Flash works again for me on Safari 7, so that's good. Also, one process per tab is a Good Thing™. The sidebar (tweeted links, Reading List) is a big hit with me. I also love scrolling from one article to the next when in Reading List mode, though this doesn't work with a mouse, only the trackpad.

    • ESC in full screen mode undoes full screen when a website could use ESC. For example, when adding a photo to a set in Flickr, typically you can press ESC to leave the overlay. ESC takes you out of full screen and out of the overlay, when I expect just to get out of the overlay.

      • True on Mavericks? Yes.

    • Full screen Safari

      • in regular screen mode, you can type Cmd-Shift-\ to remove the toolbar/address bar, but this key is not active in full screen mode

      • in full screen mode, you can right-click the toolbar and select "Hide Toolbar", which removes the toolbar, address bar, and tabs. But to get the toolbar/address bar/tabs back, you have to exit full screen mode. Also, Cmd-L (which moves the keyboard cursor to the address bar) has no effect in full screen mode in this view.

        • on the plus side, you can still navigate tabs with Cmd-shift-[ and Cmd-shift-] (and Cmd-[ and Cmd-] work as well for back and forward)

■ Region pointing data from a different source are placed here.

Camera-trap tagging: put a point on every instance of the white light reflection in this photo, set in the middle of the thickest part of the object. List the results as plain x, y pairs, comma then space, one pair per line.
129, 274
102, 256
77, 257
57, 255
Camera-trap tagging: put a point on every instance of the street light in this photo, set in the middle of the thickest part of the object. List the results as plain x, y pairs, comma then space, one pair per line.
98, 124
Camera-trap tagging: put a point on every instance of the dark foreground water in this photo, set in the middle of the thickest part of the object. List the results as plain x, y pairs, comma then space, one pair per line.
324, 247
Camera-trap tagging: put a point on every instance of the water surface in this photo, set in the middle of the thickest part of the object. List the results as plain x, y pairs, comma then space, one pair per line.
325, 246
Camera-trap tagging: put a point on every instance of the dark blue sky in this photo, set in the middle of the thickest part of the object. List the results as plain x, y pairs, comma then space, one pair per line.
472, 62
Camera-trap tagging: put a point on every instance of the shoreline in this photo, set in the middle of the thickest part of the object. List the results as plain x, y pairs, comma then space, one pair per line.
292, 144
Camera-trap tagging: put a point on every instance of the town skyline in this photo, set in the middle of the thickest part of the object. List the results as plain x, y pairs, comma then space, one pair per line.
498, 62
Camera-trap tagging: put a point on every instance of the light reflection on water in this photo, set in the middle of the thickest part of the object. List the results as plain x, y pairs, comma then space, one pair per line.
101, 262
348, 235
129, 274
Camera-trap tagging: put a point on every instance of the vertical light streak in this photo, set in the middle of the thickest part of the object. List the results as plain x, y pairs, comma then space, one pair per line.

        • when I exit full screen mode (i.e. completely full screen mode, no toolbars or anything), and re-enter it, I have to right click and hide the toolbar again.

          • True in Mavericks? No.

        • moving the mouse pointer to the top gets me the Safari menu, but no toolbar or tabs

        • in Mavericks, Cmd-Shift-\ now shows tab exposé.

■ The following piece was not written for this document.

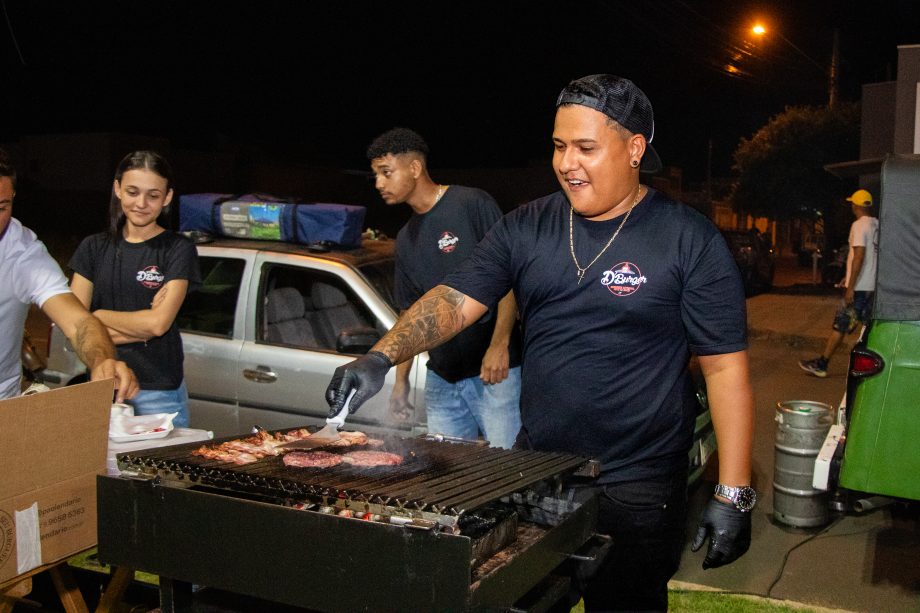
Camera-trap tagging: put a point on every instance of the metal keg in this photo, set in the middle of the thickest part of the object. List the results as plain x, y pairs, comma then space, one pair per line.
801, 426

    • Doesn't periodically save tabs. Found this out after a crash, Safari will load the home or blank page. No, I don't want an extension if Safari is supposed to do this natively.

      • True in Mavericks? Unclear.

    • Sometimes if I'm impatient with a site loading, and I want to copy the URL, Safari will give me a truncated URL with '...' in it. That's a crazy bug that I fully expect fixed in the next update. Still an issue in 5.1.2. https://github.com/rs/SafariOmnibar/issues/62 (I think the issue there is with Safari, not with the plugin) points out that this may be a fullscreen thing only.

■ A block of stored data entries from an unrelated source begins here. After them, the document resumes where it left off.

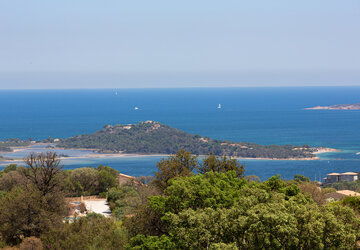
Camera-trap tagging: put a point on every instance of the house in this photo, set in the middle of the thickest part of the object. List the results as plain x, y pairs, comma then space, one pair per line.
336, 177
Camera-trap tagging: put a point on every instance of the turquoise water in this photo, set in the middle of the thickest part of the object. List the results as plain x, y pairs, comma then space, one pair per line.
261, 115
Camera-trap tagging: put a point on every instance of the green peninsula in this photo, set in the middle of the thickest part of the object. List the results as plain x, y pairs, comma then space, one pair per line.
155, 138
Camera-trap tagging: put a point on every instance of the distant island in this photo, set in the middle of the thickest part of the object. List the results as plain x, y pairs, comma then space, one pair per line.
355, 106
155, 138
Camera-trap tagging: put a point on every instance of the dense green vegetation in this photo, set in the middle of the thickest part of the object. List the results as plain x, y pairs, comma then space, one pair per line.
156, 138
342, 185
188, 204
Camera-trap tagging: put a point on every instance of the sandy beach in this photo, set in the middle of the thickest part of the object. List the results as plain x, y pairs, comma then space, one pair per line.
318, 151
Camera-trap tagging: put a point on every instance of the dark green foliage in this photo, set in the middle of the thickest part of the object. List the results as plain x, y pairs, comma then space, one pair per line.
219, 209
223, 164
353, 202
179, 165
25, 213
90, 181
344, 185
108, 178
156, 138
150, 242
91, 232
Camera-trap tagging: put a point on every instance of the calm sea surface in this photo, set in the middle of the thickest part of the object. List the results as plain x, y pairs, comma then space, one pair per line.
261, 115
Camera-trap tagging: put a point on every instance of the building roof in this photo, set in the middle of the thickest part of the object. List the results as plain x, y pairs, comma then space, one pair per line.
334, 174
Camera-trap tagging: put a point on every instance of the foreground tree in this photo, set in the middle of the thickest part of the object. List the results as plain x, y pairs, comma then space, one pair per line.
43, 171
38, 204
223, 164
181, 164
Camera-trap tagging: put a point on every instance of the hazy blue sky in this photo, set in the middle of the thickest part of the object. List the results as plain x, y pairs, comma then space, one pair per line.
163, 43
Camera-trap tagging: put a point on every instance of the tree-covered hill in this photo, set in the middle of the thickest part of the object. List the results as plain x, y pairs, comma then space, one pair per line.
155, 138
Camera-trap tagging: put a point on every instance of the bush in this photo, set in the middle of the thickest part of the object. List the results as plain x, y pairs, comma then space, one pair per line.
31, 243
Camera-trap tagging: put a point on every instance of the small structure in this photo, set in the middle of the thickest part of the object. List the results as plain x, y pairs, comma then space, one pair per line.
336, 177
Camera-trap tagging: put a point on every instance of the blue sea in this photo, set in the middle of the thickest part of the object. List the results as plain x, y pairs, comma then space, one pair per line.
260, 115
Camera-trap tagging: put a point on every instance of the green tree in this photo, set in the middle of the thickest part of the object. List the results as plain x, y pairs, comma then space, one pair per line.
181, 164
108, 178
221, 165
25, 213
84, 181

    • Somewhat jerky scrolling up and down. This is with iOS-style scrolling enabled (I'll call it "natural" without quotes when it starts to feel natural)

      • better in 5.1.1, but not as great as I expect

      • True in Mavericks? Unclear.

    • Copy & paste

      • when I try to copy a URL from the address bar, it only 'takes' after the second try. Hard one to search for to see if anybody else has this. I only even use Command-C (Apple-C) to copy, and usually it pastes in the previous clipboard to what I expect to have copied (i.e. the URL).

      • this is possibly Lion-wide

    • if you lose an internet connection when trying to visit a web page, or try to reload the page without an Internet connection, the URL switches to [of course I can't duplicate it when whining about it...] without the ability to click on something to get to the original URL.

    • Resources:

    • Tim Bray is annoyed with Safari 5.1

Mountain Lion

This section will have its own page eventually.

AppleScript

    • Not really sure if this is a problem anymore, but for some reason I noticed a couple of my scripts from Lion got corrupted. More investigation needed.

Growl

    • There's Hiss to forward Growl notifications to Notification Center, but it's currently in beta and not sure what the future looks like, other than apps themselves moving over to Notification Center.

    • growlnotify seems to be totally broken, but terminal-notifier (the link points out a Ruby Gem with implementation script; see also a growlnotify replacement) looks like a replacement.

    • As of October 2013, I haven't seemed to actually need Growl in a while.